1. The problem statement, all variables and given/known data

A hanging spring stretches by 30.0 cm when an object of mass 500 g is hung on it at rest. We define its position as x = 0. The object is pulled down an additional 16.5 cm and released from rest to oscillate without friction.
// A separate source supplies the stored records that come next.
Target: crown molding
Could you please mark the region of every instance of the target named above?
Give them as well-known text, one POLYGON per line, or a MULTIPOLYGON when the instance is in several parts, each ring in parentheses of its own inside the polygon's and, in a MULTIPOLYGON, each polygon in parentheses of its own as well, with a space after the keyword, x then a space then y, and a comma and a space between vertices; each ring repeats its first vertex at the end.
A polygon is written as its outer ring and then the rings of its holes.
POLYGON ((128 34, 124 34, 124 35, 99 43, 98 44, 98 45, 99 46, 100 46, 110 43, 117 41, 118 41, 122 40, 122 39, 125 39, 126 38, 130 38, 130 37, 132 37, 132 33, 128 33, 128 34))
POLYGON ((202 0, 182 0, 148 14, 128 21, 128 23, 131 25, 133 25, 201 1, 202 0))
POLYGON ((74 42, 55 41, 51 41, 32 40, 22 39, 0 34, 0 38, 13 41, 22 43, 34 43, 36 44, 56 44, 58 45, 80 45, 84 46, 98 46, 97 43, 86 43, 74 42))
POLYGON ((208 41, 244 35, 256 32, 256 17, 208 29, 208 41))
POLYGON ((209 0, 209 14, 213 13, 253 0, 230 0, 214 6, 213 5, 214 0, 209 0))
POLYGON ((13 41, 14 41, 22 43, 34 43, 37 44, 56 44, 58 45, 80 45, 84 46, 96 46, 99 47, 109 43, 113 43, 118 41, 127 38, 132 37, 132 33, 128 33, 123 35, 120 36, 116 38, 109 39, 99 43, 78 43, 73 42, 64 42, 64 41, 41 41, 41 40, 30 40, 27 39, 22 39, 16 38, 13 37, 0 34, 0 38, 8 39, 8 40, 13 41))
What is its position x at a moment 84.4 s later?

2. Relevant equations
Fs = -kx
Fs = mg

x(t) = Acos(ωt + ∅)

w = (k/m)1/2
w2 = k/m

T = 2∏/w

E = (1/2)kA2
E = (1/2)mv2 + (1/2)kx2

v = =- [ (k/m)(A2 - x2) ]1/2
3. The attempt at a solution
m = 0.5 kg

All I can do right off the bat is solve for k

Fs = (9.8 m/s2)(0.5kg) = 4.9N

4.9N = -kx

4.9N = (-k)(-0.3m)

k = 16.33 N/m

Now solve for ω ?
w = [ (16.33 N/m) / 0.5 kg ]1/2

ω = 5.7 s-1

Not sure where to go from here regarding energy and I'm afraid that if I plug in to x(t) = Acos(ωt + ∅) it would be wrong?

2. Jan 18, 2012

### RTW69

you know ω and t. Do you know how to find the amplitude-A?

3. Jan 18, 2012

### Color_of_Cyan

is A 16.5 cm ?

so the problem is over if i use x(t) = Acos(ωt + ∅)

4. Jan 18, 2012

### Staff: Mentor

Yes. (What will ∅ equal?)

5. Jan 18, 2012

### Color_of_Cyan

i would have to guess and say that ∅ = 0

6. Jan 18, 2012

### Staff: Mentor

Correct. (But you shouldn't have to guess!)